The gift of urgency

In the Image

June 15, 2023 | Opinion | Volume 27 Issue 12
Ed Olfert | Columnist
Jesus teaching from a fishing boat on the edge of the Sea of Galilee. (Photo by Annalisa Jones, Shutterstock)

An impassioned rant by a grandchild included these words: “Opa, why are you not dead yet?”

Why indeed.

The comment regarding my deserved death connects to the story of a recent event in my life.

I had been asked to do some welding on a large metal frame at the local ball diamond. When fully completed, this structure will become a batter’s cage. The frame needed some repair high up, about four metres off the ground. A local contractor offered me the use of his telescopic loader, colloquially known as a “zoom boom,” to lift me to that height.

The day that my portable welder and I scheduled for the job was a Monday. Joe the contractor and his zoom boom were not going to be available on a Monday. Yet, I was ready and eager. “I can do this off my tall step ladder,” I suggested to my wife. “How hard can it be?”

Holly expressed concern that it could be at least a little hard. “Okay, but I’ll come along to steady the ladder,” she said. “It’s very windy out there!” So it was that we found ourselves setting up, windy indeed, on ground where the snow had only recently disappeared, ground that was covered with dry grass.

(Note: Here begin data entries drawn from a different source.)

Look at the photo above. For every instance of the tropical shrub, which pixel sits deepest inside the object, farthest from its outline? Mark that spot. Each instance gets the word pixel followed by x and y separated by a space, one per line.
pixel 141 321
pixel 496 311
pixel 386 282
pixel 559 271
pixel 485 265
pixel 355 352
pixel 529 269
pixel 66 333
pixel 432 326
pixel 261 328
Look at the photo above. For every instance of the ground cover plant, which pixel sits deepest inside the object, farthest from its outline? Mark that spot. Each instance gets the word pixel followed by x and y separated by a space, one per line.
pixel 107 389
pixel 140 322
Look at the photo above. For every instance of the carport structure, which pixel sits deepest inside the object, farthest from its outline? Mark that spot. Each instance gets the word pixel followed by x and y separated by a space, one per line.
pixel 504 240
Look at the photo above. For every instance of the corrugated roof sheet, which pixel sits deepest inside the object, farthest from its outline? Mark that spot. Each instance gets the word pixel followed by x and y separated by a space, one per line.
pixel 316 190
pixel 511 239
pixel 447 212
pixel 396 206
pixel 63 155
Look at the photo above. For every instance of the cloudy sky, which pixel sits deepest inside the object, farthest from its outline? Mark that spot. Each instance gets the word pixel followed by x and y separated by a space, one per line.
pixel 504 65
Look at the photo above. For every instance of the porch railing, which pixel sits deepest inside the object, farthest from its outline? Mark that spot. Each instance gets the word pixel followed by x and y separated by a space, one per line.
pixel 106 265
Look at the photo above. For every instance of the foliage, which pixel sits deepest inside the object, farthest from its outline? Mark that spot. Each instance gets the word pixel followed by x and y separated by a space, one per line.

I was feeling pretty good about my progress, but then Holly shouted up at me that she could no longer support my ladder because she was fighting fire in the grass directly below me with a shovel. I glanced down long enough to be assured that she was doing that efficiently, that great danger to the village was being mitigated, and went back to work. Suddenly, there was no more step ladder under me, only two metres of air.

I went down hard. I was, I thought, uninjured, and within a few minutes was up on the ladder again, finishing the repair.

Three days later, my single functioning eye developed an internal bleed. For close to a week, I was mostly unseeing, driven and led to specialist appointments, lying on my couch, cared for and scolded by most everyone in my life.

I have little doubt that the tumble and the eye issue are related. I have little doubt that if I was in fact more patient, more careful, more cautious, that my eyes and my ears would have had a fair chance of serving me well till the end of my days. When I deny that, some become short with me.

There’s a story in the Gospel of Luke about Jesus teaching a group of folks on the edge of the Sea of Galilee. The crowd surges, and Jesus is squeezed toward the water. He asks that a fishing boat be brought alongside, and he finishes his preaching from on deck. The episode ends with a great fishing tale as well.

I’ve no doubt that story wouldn’t have played out so well if Jesus had decided to wait for the weekend for Joe to bring the zoom boom. There is a time for urgency.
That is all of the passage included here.